I have two dataframes I want to compare in pandas, one is too large to fit in memory and the other is smaller and does fit in memory.
dfSmall:
cat1 cat2
foo bar
foo tiger
foo spam
bar spam
(5000 rows)
dfLarge:
cat1 cat2 cat3
foo dog green
foo tiger blue
foo snake green
foo bird pink
bar dog orange
...
(>1 million rows)
I have used dask.dataframe (dd.merge), but it takes a long time and a lot of fiddling, and it seems inefficient as one of my df will fit into memory. I have also used pandas.read_table with a set chunksize, but only to modify the file itself, not to compare it to another file.
The additional complication is I want the output file to only keep rows that match two columns - cat1 and cat2. In the above example, the output would just be one line - foo cat
, because that's the only line where both columns match. If matching two columns is not possible, I wouldn't mind a solution that can only match on one column, I'd just have to modify the dataframes to combine cat1/cat2 into one column.
dfOutput:
cat1 cat2 cat3
foo tiger blue
Using read_table
with chunksize, say you first makes a function that merges a chunk with the smaller table:
dfSmall = pd.read_table(small_path, ...)
def merge_it(c):
return dfSmall.merge(c, on=['cat1', 'cat2'], suffixes=('', '_y'))[['cat1', 'cat2', 'cat3']]

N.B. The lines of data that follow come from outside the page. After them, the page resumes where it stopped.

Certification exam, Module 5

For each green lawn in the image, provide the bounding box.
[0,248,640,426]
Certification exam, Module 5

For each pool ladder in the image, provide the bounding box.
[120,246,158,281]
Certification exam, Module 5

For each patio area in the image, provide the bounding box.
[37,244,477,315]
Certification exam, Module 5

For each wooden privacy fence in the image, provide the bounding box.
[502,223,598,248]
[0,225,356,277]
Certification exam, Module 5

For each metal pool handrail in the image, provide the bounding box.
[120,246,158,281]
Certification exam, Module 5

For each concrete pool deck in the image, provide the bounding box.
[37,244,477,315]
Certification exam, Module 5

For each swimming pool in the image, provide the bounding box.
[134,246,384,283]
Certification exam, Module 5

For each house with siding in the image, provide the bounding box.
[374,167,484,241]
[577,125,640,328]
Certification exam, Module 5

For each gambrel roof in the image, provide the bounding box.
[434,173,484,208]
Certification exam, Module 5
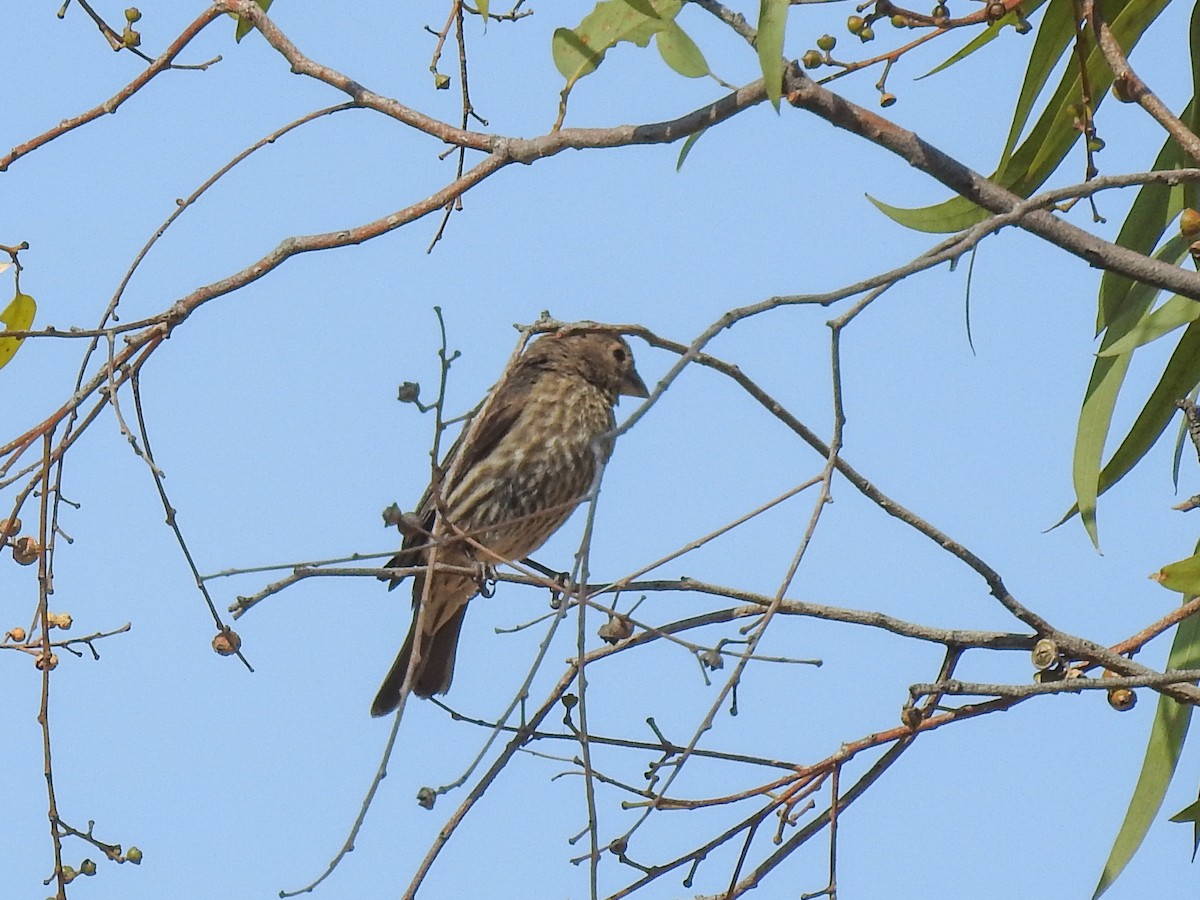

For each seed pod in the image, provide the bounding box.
[12,535,42,565]
[1109,688,1138,713]
[212,628,241,656]
[1030,637,1058,672]
[596,613,634,643]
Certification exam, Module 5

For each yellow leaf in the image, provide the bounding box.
[1150,556,1200,594]
[0,294,37,368]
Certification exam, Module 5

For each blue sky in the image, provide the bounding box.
[0,0,1196,899]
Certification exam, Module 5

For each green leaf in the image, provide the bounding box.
[1099,234,1200,356]
[1058,353,1133,548]
[1000,0,1075,167]
[0,294,37,368]
[654,22,709,78]
[1181,4,1200,209]
[1098,322,1200,528]
[551,0,683,92]
[233,0,275,43]
[757,0,788,113]
[1171,388,1200,491]
[1166,800,1200,863]
[1150,556,1200,595]
[1096,116,1194,334]
[676,128,708,172]
[871,0,1169,233]
[1092,595,1200,900]
[1055,271,1176,547]
[916,0,1046,82]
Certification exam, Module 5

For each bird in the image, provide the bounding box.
[371,330,649,716]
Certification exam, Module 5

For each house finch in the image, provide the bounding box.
[371,331,649,715]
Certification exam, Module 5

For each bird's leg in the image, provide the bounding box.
[521,558,571,610]
[474,559,496,599]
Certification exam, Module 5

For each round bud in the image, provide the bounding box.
[12,535,42,565]
[1030,637,1058,671]
[1109,688,1138,713]
[212,628,241,656]
[1180,206,1200,238]
[596,614,634,644]
[1112,76,1138,103]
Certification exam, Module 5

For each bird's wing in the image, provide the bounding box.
[388,360,540,573]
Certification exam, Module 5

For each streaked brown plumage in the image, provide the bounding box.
[371,331,648,715]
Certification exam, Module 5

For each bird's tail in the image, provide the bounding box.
[371,604,467,716]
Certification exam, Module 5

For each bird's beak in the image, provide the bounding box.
[617,368,650,400]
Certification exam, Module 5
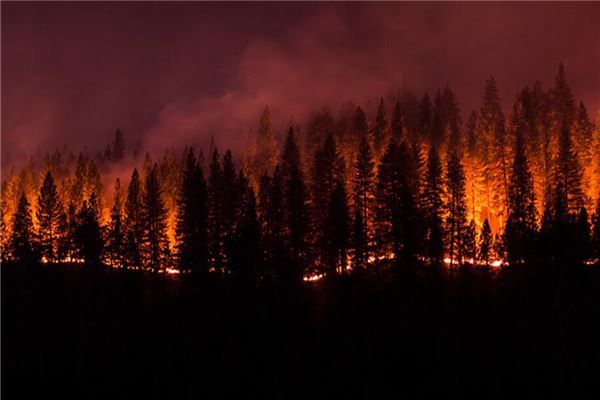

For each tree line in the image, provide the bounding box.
[2,65,600,282]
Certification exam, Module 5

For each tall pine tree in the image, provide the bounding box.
[141,163,170,270]
[176,148,208,275]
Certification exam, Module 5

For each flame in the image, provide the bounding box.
[303,274,325,282]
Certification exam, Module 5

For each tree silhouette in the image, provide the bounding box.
[111,129,125,161]
[422,145,444,263]
[376,140,416,265]
[281,127,309,283]
[376,98,389,156]
[36,172,64,262]
[75,193,103,265]
[311,134,344,274]
[555,125,584,214]
[504,131,536,264]
[230,170,261,282]
[207,148,225,271]
[124,168,144,267]
[326,177,350,274]
[446,151,467,265]
[353,137,375,266]
[176,148,208,275]
[10,192,38,265]
[106,178,125,266]
[591,196,600,263]
[478,218,492,267]
[140,163,170,270]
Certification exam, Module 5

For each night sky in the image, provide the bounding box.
[1,2,600,168]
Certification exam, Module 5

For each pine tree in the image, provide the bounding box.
[311,135,345,272]
[353,134,375,259]
[63,202,78,260]
[376,141,417,265]
[9,192,38,265]
[479,75,508,225]
[326,177,350,274]
[141,163,170,270]
[550,63,576,132]
[591,196,600,263]
[230,170,261,282]
[36,172,64,262]
[244,106,277,187]
[464,219,477,263]
[352,210,369,271]
[75,193,103,265]
[376,98,389,157]
[281,128,308,283]
[419,93,433,139]
[478,218,492,267]
[263,165,289,281]
[106,178,125,267]
[217,150,241,270]
[111,129,125,161]
[176,148,208,274]
[124,168,143,267]
[422,145,444,263]
[207,148,224,271]
[391,101,404,143]
[304,109,335,165]
[572,207,592,265]
[504,130,536,264]
[446,151,467,266]
[555,125,585,214]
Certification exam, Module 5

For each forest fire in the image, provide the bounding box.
[2,65,600,282]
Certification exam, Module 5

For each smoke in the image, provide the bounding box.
[2,3,600,172]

Note that when you merge, pandas will add suffixes on the common columns. The code above says not to add suffixes to the columns of the chunk (that is ''
in the tuple), and to take the columns 'cat1', 'cat2', 'cat3'
.
Then you can concatenate chunk merges of the larger ones, like this:
pd.concat([merge_it(c) for c in pd.read_table(large_path, ..., chunksize=100000)])
Note that for each chunk, you get the merge of it with the small DataFrame. To get the full result, you need to concatenate the results.